Король обернулся и увидел Валуа.
– Мы их освободим! – проревел он. – За мной!..
Бросившегося с вытянутой вперед шпагой Людовика едва остановили; для того, чтобы сделать улицу проходимой, потребовалась бы неделя работы, при условии, что рабочие смогли бы заниматься своим делом, не опасаясь стрел бродяг!
Случилось же вот что:
Пять или шесть домов, с каждой стороны улицы, были заминированы, подкопаны, разрушены у оснований, пока человек пятьсот или шестьсот нищих, под командованием герцога Грошового, на протяжении двух суток сдерживали лучников, отвечая на ругательства угрозами, а на оскорбления – проклятиями. Словом, в то время как люди герцога Грошового забавлялись таким образом с лучниками короля, в то время как королевские войска мало-помалу сосредоточивались, в то время как командиры решали нанести основной удар именно по этой улице, где, как они думали, мятежники попросту не успели возвести баррикаду, Буридан занимался подземной работой.
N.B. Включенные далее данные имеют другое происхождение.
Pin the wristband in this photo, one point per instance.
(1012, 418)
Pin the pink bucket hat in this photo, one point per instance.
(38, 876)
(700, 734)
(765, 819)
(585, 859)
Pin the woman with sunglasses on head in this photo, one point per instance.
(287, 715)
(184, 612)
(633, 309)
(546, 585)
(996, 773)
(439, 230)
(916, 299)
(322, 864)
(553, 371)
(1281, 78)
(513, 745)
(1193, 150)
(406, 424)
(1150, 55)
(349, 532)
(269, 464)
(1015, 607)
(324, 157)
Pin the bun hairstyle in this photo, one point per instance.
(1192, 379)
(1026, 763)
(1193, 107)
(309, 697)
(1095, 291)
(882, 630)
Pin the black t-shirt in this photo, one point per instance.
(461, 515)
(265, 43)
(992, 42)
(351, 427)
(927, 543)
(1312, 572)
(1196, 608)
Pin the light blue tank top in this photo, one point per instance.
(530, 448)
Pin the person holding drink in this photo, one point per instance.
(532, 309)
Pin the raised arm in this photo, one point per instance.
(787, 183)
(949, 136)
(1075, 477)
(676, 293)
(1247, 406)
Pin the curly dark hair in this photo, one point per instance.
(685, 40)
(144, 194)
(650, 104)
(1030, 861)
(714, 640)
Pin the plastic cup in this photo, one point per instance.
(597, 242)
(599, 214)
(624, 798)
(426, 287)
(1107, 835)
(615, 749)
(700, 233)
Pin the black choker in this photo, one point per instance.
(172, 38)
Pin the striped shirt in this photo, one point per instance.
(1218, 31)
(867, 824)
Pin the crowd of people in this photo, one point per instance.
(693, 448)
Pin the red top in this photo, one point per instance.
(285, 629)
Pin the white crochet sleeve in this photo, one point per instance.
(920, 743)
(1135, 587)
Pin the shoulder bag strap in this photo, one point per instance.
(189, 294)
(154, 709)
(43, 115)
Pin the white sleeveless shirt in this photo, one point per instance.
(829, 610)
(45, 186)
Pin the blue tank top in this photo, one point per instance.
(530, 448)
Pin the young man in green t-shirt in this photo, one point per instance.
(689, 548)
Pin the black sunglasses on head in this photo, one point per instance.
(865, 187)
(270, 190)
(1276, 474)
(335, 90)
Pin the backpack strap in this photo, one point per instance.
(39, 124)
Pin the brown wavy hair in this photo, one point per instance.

Изнутри заминированные дома были подперты балками, к основанию каждой балки привязана длинная веревка.
Когда прошел Мариньи, а вслед за ним – и его шевалье, а затем и возглавляемое им войском, Буридан протрубил в рог.
То был сигнал.
Десять человек одновременно потянули за веревки… Балки рухнули… обрушились стены, осыпались крыши… из груды камней и развалин, усыпавших улицу футов на пятнадцать в высоту, образовалась баррикада.
Вот только баррикада эта, вместо того чтобы быть воздвигнутой до штурма, выросла после оного.
Сопровождаемый Ланселотом Бигорном и Готье д’Онэ, Буридан вернулся во Двор чудес.
Готье выхватил кинжал и пошел прямо на Мариньи.
Буридан положил руку ему на плечо. Готье остановился.
Вокруг них раздавались громкие вопли, носились туда и сюда нищие, бегали испуганные лучники; в воздухе стоял оглушительный шум, состоящий из стонов и пронзительных криков женщин, призывающих своих мужчин убивать и резать.
– Куда ты? – выдохнул черный от пыли Буридан.
– Хочу с ним покончить, – прорычал Готье.
– Нет! – сказал Буридан.
– Это наш пленник! – проскрежетал зубами Готье.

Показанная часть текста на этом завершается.